The Maryland Insurance Administration (MIA) continues to investigate and prosecute individuals and businesses for committing insurance fraud. Insurance fraud, one of the most costly crimes in the country, costs Maryland consumers money in the form of higher premiums.
During the first half of 2018, MIA investigations led to the criminal prosecution of 12 people for committing insurance fraud. The agency issued another 25 civil fraud orders. Enforcement efforts resulted in a combined total of $68,092 in fines and penalties as well as $146,400 in restitution to insurance carriers impacted by the fraudulent activity.
“Our talented Insurance Fraud staff follows up and investigates every confidential tip received and we want the public to report all suspected insurance fraud to us,” said Insurance Commissioner Al Redmer, Jr. “The MIA’s efforts to root out fraud have resulted in fines, penalties and restitution in excess of $2 million over the past several years. Our investigations have led to criminal convictions and jail time as well.”
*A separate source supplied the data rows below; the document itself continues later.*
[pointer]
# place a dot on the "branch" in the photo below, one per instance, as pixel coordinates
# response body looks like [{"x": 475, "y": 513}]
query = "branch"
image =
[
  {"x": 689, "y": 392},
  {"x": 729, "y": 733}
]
Specifics on Civil Fraud in Maryland
In October 2012, the MIA was granted authority to issue insurance fraud civil orders. Since 2013, the MIA has sanctioned 198 individuals with committing insurance fraud in Maryland. Penalties totaling more than $821,648 have been issued and those individuals were also ordered to pay $269,552 in restitution.
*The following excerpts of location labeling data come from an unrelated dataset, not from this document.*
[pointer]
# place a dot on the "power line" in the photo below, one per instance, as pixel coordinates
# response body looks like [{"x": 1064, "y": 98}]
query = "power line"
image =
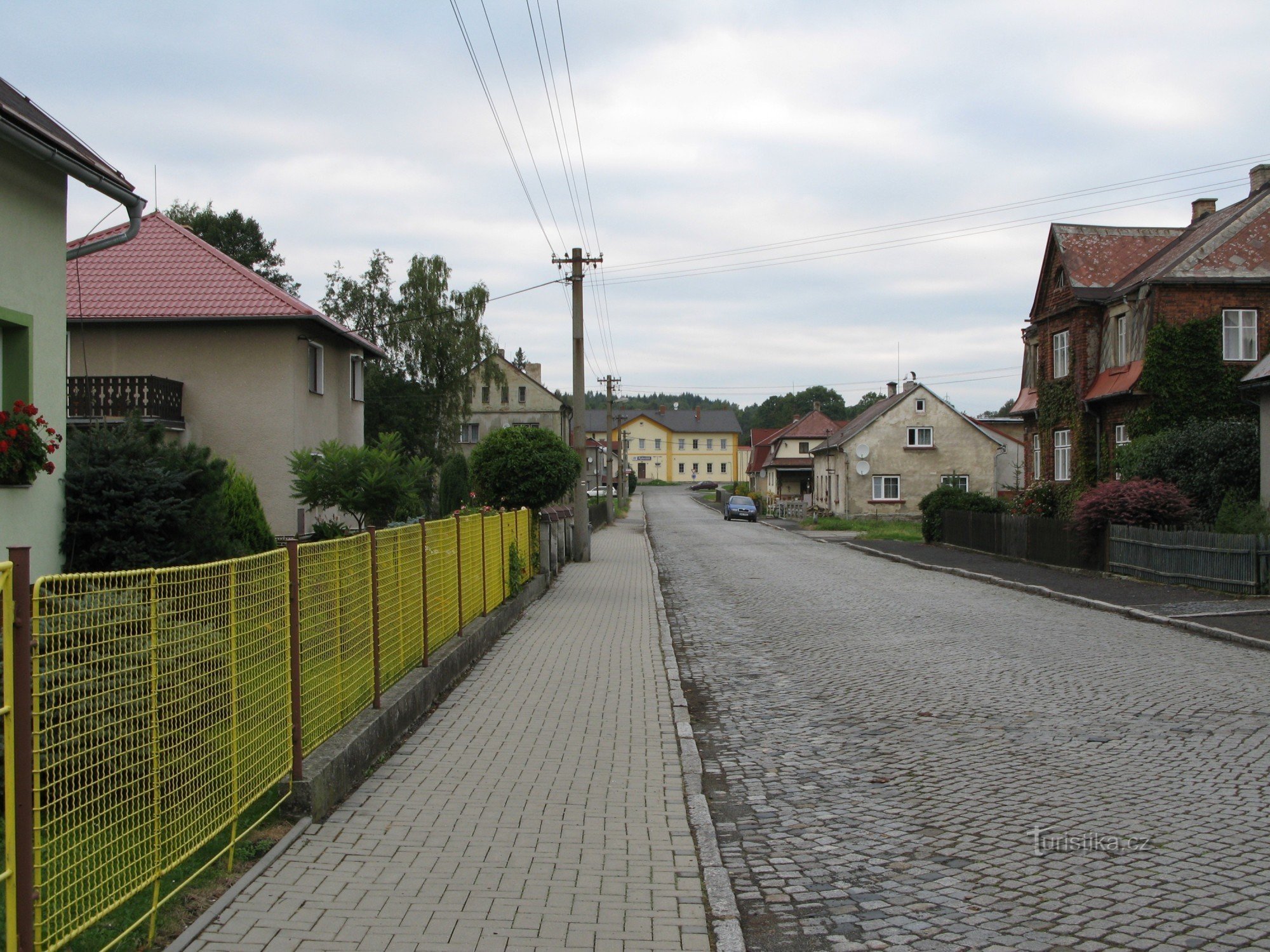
[
  {"x": 952, "y": 216},
  {"x": 910, "y": 242},
  {"x": 502, "y": 133},
  {"x": 521, "y": 122}
]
Specifics on Criminal Fraud in Maryland
Since 2011, the Insurance Administration has investigated 371 fraud cases which were prosecuted through the offices of local State’s Attorneys and the Attorney General. Twelve cases resulted in criminal convictions, jail time, and fines totaling $26,272. The Courts also ordered the defendants to pay more than $1,077,373 in restitution to the insurance carriers and individuals impacted by the fraudulent activity. In the first six months of 2018, 12 cases resulted in total fines and restitution of $105,581.
The Insurance Administration is an independent State agency charged with enforcing insurance laws and regulations. Its Fraud Division, staffed by former law enforcement officers and prosecutors, investigates reports of fraudulent activity related to insurance matters.